Goderdzi Natroshvili

Personal information
- Place of birth: Soviet Union
- Position: Midfielder

Senior career*
- Years: Team / Apps / (Gls)
- –1996: Torpedo Kutaisi
- 1996–1997: APEP Pitsilia / 23 / (6)
- 1997–1998: Anagennisi Dherynia / 21 / (4)
- 1998–1999: Torpedo Kutaisi / 0 / (0)
- 1999–2001: Panachaiki / 67 / (5)
- 2001–2002: Kalamata / 13 / (0)

Managerial career
- 2004: PAS Giannina

= Goderdzi Natroshvili =

Georgian footballer (born 1970)

Goderdzi Natroshvili is a Georgian former professional footballer who played as a midfielder for clubs in the Soviet Union, Cyprus, and Greece.

==Playing career==
Natroshvili began playing football in the Soviet lower leagues, and moved on to Georgian league clubs. He spent two seasons playing in the Cypriot league before returning to Georgia to play for Torpedo Kutaisi.

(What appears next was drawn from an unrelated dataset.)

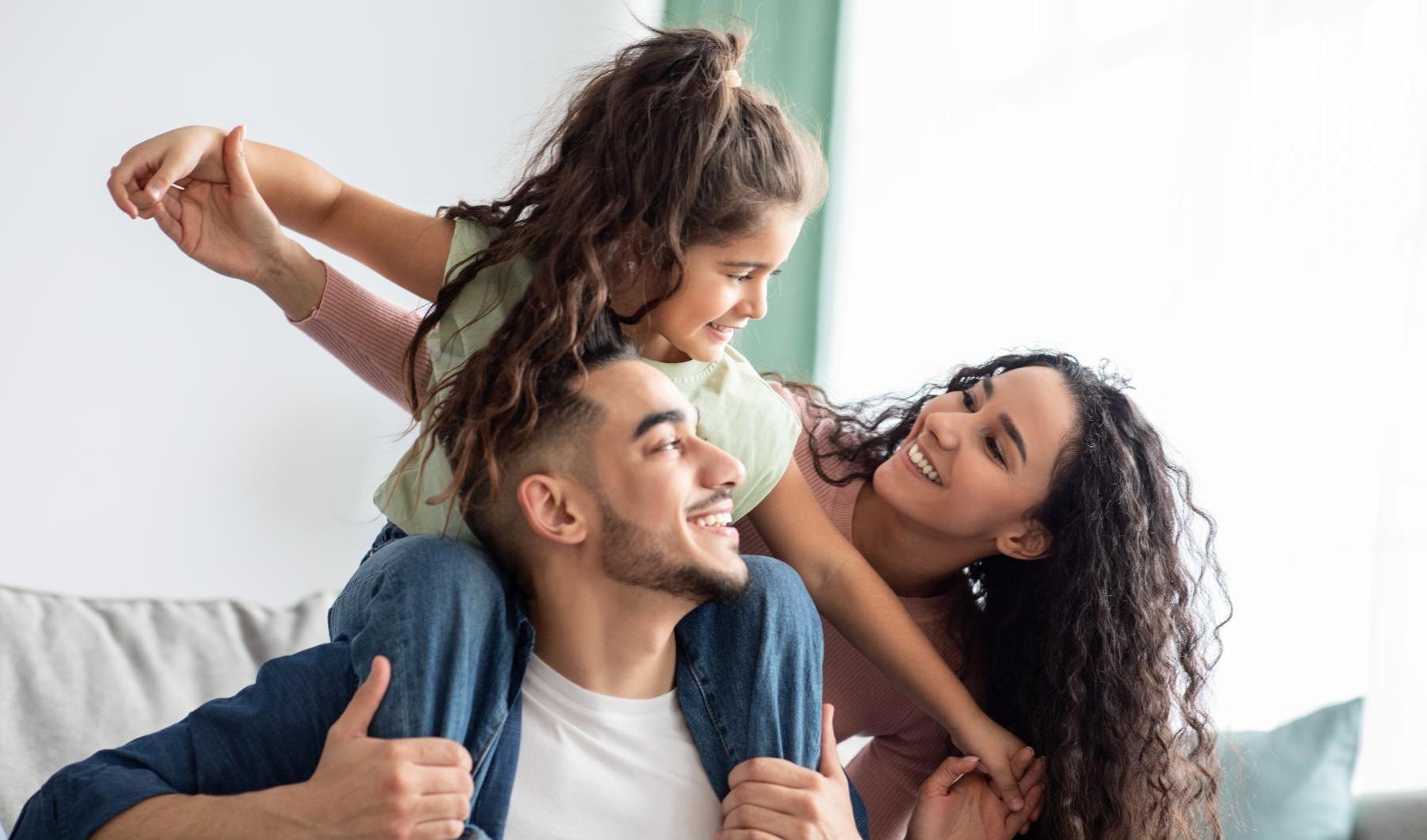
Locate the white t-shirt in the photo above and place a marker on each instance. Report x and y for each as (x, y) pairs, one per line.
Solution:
(594, 766)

In July 1999, Natroshvili joined Greek second division side Panachaiki. He helped the club gain promotion to the Super League Greece and would play the following two seasons in the top flight with Panachaiki. He played less frequently in his last season with the club, making just nine league appearances, and moved to the Greek second division with Kalamata the following season.

==Managerial career==
Following his playing career, Natroshvili became a football manager. He managed Greek club PAS Giannina F.C. during 2004.